Les abeilles ont la cote, dans le quartier d’affaires comme ailleurs. Érigées en symbole d’une biodiversité dégradée, les abeilles, dont la production de miel à chuté de 50 % depuis les années 1990, sont devenues pour certaines entreprises un élevage très lucratif. Gestionnaires de tours et entreprises de la Défense en profitent plutôt dans le cadre de leurs politiques dédiées à l’écologie comme à leur responsabilité sociale.

Elles affirment ainsi contribuer à la sauvegarde de la biodiversité en permettant à des apiculteurs de venir installer des ruches. Ces dernières peuvent rapporter jusqu’à 2 500 euros par an et par ruche à l’entreprise en charge de son entretien. Mais l’augmentation de la population d’abeilles dans le quartier d’affaires ne serait pas forcément sans conséquences, même si les apiculteurs du quartier d’affaires se montrent divisés sur cette question.

Parmi les professionnels interrogés, Jean-Yves Minette, le président d’Apijym, possède 214 ruches en Île-de-France. Deux sont situées au coeur de la Défense, sur le toit de la tour Euronext, à 34 m de hauteur. « On n’a jamais assez d’abeilles, plus on en a, mieux c’est, il faut encourager les gens à en installer, parce qu’on ne se rend pas compte de la verdure présente dans le quartier », tranche-t-il.
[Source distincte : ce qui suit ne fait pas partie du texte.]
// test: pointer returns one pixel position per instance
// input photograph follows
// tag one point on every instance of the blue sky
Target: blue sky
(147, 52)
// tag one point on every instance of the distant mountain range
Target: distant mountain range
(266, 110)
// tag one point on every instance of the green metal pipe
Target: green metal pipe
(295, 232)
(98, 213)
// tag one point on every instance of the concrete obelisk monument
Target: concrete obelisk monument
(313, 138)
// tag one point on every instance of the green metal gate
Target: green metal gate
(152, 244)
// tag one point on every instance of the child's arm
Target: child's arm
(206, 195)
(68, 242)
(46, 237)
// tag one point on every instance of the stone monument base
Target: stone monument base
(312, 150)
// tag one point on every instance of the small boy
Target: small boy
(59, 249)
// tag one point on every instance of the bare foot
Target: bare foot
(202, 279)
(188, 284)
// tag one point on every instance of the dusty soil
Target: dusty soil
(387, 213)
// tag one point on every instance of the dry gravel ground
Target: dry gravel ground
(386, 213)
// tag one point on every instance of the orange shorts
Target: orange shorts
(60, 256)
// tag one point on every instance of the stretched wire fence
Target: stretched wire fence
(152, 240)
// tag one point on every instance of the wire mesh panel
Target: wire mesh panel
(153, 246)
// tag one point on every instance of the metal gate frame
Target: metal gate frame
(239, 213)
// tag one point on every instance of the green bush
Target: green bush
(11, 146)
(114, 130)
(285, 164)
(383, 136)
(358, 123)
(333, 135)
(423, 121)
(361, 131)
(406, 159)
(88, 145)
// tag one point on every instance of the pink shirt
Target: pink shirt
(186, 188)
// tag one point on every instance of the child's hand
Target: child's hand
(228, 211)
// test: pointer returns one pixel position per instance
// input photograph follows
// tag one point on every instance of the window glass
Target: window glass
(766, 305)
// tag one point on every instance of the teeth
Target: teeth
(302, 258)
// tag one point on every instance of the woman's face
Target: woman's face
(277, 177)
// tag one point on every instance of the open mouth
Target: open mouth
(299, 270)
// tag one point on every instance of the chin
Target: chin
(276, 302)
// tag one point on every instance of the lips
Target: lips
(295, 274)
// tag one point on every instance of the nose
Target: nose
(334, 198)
Placées à 34 m de hauteur sur la terrasse de la tour Euronext, les abeilles se regroupent dans les deux ruches installées par Jean-Yves Minette, de la société Apijym, 214 ruches en
Île-de-France.

« Il ne faut pas dire qu’il y a trop d’abeilles, martèle l’apiculteur. Parce que la vérité, c’est qu’on manque d’insectes : avant quand on circulait en voiture, il y avait beaucoup de papillons qui s’écrasaient sur le pare-vitre, ce n’est plus le cas maintenant parce qu’on assiste à une chute du nombre de pollinisateurs. » S’il précise ne pas savoir s’il existe d’autres ruches à la Défense, l’apiculteur voit dans les immeubles et gratte-ciels de la Défense des sites propices pour ses abeilles.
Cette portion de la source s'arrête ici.